A últimas fechas me he detenido a pensar –quizás en demasiadas ocasiones– que, para hacer las cosas, solo es necesario poner manos a la obra. Resulta común escuchar a los padres de familia decir: “¿qué clase de planeta le estamos dejando a nuestros hijos?”, para, posteriormente, dar media vuelta y regresar a una cotidianidad que termina siempre por tener poco sentido con nuestra manera de ver las cosas o, simplemente con nuestras opiniones.

Heredar o no a nuestros hijos un planeta rebosante de basura, de deshechos, contaminado hasta el último de sus rincones y sucio –por no decir marrano– en cada una de sus esquinas, no depende solamente de un servicio de limpia eficiente –o caro–, no depende solamente de un gobierno o de mil instituciones, principalmente es una cuestión de individuos que, auto conducidos de manera 100% coherente, consigan dar la vuelta a la moneda.

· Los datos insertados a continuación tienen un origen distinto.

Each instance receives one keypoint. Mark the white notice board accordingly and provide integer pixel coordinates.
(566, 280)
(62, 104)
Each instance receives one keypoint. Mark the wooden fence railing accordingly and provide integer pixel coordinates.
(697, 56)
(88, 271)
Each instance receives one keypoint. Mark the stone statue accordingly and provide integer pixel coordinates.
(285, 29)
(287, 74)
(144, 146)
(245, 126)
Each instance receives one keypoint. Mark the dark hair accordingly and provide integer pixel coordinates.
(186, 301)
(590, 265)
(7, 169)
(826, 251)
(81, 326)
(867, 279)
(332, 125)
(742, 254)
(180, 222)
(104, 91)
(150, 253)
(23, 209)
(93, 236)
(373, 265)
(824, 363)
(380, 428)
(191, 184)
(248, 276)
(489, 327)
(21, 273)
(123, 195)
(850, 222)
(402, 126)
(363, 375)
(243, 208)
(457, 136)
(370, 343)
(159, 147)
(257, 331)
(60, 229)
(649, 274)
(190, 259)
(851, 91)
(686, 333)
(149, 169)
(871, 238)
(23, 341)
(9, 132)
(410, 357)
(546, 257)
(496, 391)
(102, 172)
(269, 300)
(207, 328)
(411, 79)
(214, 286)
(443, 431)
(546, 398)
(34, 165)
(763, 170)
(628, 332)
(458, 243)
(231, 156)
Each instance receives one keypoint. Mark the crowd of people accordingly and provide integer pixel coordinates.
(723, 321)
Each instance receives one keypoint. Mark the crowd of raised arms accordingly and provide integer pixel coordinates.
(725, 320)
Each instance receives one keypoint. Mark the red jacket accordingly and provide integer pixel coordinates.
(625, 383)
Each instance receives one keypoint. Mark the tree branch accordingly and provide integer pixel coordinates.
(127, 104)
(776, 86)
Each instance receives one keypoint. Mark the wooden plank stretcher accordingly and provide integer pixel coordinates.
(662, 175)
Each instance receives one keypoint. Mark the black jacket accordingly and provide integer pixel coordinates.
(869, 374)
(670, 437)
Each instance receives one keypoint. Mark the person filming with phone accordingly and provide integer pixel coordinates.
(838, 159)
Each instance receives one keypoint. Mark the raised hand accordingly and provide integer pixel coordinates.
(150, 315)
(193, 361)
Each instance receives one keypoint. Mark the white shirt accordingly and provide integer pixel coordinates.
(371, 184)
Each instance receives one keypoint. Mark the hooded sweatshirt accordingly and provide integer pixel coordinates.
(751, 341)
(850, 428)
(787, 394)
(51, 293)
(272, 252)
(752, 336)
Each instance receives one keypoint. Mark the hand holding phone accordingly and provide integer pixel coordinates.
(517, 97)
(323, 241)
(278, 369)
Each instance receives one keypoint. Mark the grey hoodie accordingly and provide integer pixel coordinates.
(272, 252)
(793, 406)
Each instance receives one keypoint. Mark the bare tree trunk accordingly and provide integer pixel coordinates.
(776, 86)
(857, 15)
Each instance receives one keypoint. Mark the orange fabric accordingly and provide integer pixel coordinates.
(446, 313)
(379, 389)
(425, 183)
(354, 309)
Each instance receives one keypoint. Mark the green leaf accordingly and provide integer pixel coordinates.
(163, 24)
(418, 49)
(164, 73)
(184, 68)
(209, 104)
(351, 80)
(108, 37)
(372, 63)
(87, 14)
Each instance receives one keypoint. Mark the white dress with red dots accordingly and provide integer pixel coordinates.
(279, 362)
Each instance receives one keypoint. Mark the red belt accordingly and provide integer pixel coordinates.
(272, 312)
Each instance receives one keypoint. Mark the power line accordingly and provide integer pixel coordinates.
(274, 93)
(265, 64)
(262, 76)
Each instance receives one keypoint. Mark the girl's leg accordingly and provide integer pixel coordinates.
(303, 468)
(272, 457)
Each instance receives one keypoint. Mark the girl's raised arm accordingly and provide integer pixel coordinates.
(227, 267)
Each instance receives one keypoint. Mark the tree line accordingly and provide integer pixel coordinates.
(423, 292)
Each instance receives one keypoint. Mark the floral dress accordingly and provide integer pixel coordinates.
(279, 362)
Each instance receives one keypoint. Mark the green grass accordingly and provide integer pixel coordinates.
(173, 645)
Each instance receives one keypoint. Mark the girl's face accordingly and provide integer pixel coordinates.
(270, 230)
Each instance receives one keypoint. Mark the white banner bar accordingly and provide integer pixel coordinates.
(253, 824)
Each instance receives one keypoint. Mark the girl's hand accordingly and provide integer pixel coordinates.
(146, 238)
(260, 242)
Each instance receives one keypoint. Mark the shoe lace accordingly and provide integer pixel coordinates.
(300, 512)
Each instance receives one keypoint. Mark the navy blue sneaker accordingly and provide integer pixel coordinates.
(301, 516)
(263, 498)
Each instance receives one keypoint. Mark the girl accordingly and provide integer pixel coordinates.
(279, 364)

¿Quieres saber la clase de planeta que heredarás a tus hijos?, revisa tus hábitos de consumo diario y hallarás la respuesta que buscas. Instálate en una cultura de responsabilidad; debemos comprender que, aunque no arrojemos basura a la calle, absolutamente todos formamos parte de esa contaminación que tanto nos afecta y, aparentemente, tanto nos preocupa.

Esta mañana desperté con muchas ganas de beber un poco de agua y probablemente, mañana las cosas se puedan suceder como lo hacen aquí, en este último bastión donde la coherencia no deja espacio a la irresponsabilidad.